Men tell us that God is, by the very necessity of His nature, incapable of passion, incapable of being moved by inducements from without; that He dwells in holy calm and unchangeable blessedness, untouched by human sufferings or human sorrows for ever…Let us bless our God that it is not true. God can feel; God does love…Let us rejoice that He has plainly revealed Himself to us in His Word as a God who loves us, and who because He loves us, has sacrificed Himself for us.

There seems to be an acknowledgement within the Reformed community that God does indeed have emotions analogous to ours, albeit perfect. In his recent work No Other God, Professor John Frame has said to deny God has emotions is "unbiblical" for "Scripture ascribes many attitudes to God that are generally regarded as emotions, such as compassion, tender mercy, patience, rejoicing, delight, pleasure, pity, love, wrath, and jealousy." While I attribute an emotional dimension to God based upon His own testimony in Scripture, I also, by the same testimony, affirm that God is unchanging in His being and is not dependent upon what He has created for His essential happiness.

Exceptions to the Westminster Standards

WCF 1.8: I do not believe that the Old Testament is written only in Hebrew, as there are sections of the Prophets that are written in Aramaic.

WCF 21.8, WLC 117, WSC 60: I do not believe that Scripture requires on the Sabbath a rest from "words and thoughts about their worldly employments and recreations." Rather, I believe that the Sabbath is a time to consecrate our worldly activities to God and to seek more godly ways of performing them. In that way, we should be thinking and speaking about our worldly employments and recreations. WLC 119 speaks about needless thoughts about these, and that is a better formulation in my view.

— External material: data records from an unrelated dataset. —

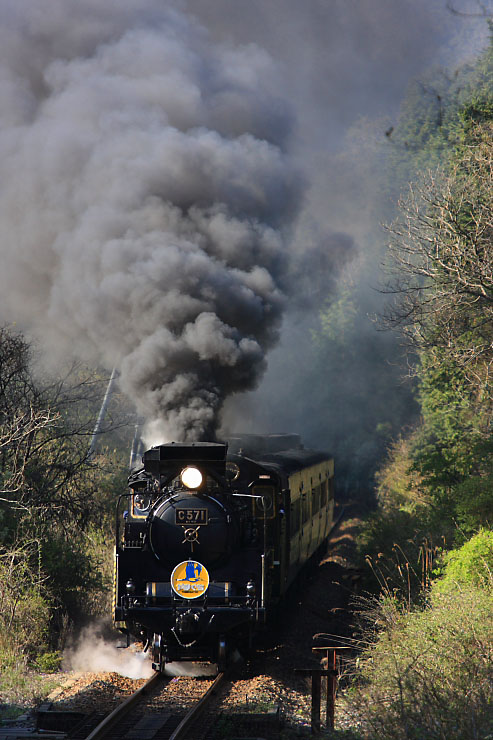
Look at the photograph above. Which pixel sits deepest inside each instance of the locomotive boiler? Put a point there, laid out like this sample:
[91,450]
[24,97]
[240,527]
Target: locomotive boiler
[209,539]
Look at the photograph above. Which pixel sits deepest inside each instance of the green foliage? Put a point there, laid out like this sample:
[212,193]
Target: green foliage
[24,606]
[470,565]
[427,673]
[49,662]
[19,687]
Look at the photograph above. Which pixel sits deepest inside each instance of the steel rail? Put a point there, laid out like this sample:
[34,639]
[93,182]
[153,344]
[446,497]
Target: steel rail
[180,732]
[122,709]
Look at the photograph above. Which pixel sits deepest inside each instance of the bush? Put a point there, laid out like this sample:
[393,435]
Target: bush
[428,674]
[471,564]
[49,662]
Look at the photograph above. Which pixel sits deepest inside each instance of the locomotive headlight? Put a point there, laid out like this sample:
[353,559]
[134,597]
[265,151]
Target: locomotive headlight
[191,477]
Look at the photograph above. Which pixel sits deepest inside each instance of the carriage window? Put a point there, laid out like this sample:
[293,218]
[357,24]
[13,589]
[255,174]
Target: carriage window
[306,507]
[295,517]
[331,489]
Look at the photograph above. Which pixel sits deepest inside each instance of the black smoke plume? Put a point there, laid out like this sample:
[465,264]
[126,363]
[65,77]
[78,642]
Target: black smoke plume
[145,199]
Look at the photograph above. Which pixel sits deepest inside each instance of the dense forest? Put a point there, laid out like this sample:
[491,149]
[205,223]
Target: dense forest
[427,548]
[427,636]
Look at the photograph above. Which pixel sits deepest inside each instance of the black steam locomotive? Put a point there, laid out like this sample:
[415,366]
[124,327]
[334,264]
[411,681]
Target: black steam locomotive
[208,542]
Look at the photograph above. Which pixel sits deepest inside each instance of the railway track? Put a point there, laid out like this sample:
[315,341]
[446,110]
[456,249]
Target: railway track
[155,712]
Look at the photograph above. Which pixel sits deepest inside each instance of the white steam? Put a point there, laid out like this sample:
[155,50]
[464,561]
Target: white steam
[94,653]
[144,199]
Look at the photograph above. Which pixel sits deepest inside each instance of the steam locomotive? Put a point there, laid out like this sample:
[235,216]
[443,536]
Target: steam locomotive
[209,538]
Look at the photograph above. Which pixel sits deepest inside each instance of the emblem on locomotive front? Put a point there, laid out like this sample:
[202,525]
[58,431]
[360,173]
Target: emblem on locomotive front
[190,579]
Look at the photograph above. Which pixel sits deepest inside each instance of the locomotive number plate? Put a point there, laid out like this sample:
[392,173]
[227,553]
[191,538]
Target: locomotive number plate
[191,516]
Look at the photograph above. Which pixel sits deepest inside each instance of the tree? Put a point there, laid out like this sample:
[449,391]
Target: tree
[442,264]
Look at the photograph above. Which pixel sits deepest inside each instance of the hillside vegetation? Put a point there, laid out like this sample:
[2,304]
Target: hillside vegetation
[426,666]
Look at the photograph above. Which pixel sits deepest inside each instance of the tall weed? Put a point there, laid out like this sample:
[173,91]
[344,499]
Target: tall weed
[427,674]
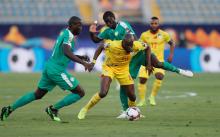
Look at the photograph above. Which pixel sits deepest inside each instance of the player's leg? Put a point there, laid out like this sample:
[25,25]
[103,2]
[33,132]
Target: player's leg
[105,84]
[45,85]
[167,66]
[68,83]
[142,87]
[156,86]
[131,95]
[23,100]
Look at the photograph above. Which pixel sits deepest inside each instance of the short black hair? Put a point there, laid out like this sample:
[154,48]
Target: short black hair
[73,20]
[108,14]
[154,18]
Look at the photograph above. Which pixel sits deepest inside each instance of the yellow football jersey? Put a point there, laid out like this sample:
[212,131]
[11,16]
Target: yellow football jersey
[156,41]
[116,56]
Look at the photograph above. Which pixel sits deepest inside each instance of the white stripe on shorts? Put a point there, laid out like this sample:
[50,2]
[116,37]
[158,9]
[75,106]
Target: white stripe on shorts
[65,78]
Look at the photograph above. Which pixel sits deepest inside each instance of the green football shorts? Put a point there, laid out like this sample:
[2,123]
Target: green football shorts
[51,78]
[136,62]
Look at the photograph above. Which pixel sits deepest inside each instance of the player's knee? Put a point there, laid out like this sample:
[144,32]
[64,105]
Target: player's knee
[82,93]
[39,93]
[158,65]
[159,76]
[102,94]
[143,80]
[132,97]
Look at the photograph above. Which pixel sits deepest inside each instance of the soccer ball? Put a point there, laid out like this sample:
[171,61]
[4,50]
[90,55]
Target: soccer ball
[133,113]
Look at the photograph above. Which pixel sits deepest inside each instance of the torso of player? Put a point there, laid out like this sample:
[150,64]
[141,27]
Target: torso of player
[156,41]
[118,33]
[58,59]
[117,57]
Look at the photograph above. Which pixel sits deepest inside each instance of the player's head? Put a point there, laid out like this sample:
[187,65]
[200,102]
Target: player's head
[154,24]
[109,19]
[127,43]
[75,25]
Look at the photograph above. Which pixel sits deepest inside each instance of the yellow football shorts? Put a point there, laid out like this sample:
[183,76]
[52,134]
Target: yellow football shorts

I also believe that Scripture prescribes rest as an important aspect of Sabbath observance, and that such rest can include recreations. These must not replace worship or displace it from its central role.

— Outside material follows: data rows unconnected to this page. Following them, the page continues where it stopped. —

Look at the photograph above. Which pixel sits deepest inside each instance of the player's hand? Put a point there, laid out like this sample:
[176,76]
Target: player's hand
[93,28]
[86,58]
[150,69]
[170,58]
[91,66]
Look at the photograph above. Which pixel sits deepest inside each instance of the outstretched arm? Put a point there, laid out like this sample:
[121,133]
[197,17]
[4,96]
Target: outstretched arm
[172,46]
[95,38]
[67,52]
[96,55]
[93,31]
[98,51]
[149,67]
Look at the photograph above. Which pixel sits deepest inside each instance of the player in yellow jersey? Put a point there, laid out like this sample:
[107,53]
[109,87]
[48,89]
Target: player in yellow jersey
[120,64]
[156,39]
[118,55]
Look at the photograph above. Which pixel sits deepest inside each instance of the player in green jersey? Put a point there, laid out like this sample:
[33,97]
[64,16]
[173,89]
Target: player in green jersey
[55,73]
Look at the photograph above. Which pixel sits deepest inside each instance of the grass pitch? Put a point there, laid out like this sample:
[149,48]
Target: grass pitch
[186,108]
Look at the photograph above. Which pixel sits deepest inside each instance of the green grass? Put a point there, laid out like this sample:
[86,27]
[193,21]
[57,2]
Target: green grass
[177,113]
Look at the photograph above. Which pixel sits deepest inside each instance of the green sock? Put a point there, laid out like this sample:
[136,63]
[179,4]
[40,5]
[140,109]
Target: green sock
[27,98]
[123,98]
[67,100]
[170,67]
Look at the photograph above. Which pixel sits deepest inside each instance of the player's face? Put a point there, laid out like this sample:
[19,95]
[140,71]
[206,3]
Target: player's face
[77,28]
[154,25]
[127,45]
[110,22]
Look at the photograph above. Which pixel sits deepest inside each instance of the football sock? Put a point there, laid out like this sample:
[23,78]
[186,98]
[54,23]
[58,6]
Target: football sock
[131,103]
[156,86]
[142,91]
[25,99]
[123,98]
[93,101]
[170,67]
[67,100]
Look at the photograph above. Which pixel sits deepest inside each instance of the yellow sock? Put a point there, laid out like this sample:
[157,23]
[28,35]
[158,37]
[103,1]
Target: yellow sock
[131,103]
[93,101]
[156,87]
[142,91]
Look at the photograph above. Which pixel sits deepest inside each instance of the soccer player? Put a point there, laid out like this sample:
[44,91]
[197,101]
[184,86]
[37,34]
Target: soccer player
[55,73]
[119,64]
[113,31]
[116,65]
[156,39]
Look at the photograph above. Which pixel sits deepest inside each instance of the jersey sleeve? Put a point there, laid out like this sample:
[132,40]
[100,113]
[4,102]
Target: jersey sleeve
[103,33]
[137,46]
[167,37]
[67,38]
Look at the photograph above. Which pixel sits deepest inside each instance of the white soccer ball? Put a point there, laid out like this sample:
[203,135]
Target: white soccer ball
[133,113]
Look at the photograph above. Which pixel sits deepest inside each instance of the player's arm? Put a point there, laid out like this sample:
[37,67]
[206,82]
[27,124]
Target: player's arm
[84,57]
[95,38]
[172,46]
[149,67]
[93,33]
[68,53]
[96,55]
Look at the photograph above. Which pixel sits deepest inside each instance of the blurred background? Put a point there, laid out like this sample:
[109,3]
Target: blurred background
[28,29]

WLC 3: The Catechism appears here to define "Word of God" as Scripture. Scripture itself teaches, however, that there are other words of God: God's utterances in creation and providence, the words of prophets, apostles, and Jesus not written in Scripture, and Jesus himself as the living Word of God. Scripture is the Word of God, sufficient for our faith and life, but it is not all of the Word of God.

WLC 47: I do not believe that, in Scripture, "Son of Man" primarily describes Jesus' state of humiliation.

WLC 109. Forbidding "the making any representation of God, of all or of any of the three persons, either inwardly in our mind, or outwardly in any kind of image or likeness of any creature whatsoever." Taken literally, this language would forbid even a symbol of God. I do not believe that the Second Commandment forbids this kind of symbolization. And if the Catechism intends to forbid pictures of Jesus, even mental ones, I think it is reading too much into the Second Commandment. Scripture itself gives us a narrative of the incarnate Christ that makes it psychologically impossible to avoid forming mental pictures of Jesus, in touching his humanity. I believe the Second Commandment forbids making images of the two other persons of the Trinity, as they are entirely spiritual and invisible in substance.

WLC 158: While this kind of fencing is not devoid of wisdom, if this formula means that no one may ever preach the Word except ordained officers of the church, then in my judgment it goes too far. If such a principle is taken literally, then no one could ever preach as part of his training or preparation for ministry. Or, alternatively, we would be forced to draw sharper lines between "preaching," "teaching," "exhortation," "sharing," and so forth, than Scripture warrants. I would prefer to say that no one may preach in public worship without the approval and oversight of the elders of the church.

WLC 169: Although I believe that the Catechism gives wise counsel here, and pledge to follow that counsel, I do not think it can be shown from Scripture that only "ministers of the Word" may administer the Lord's Supper.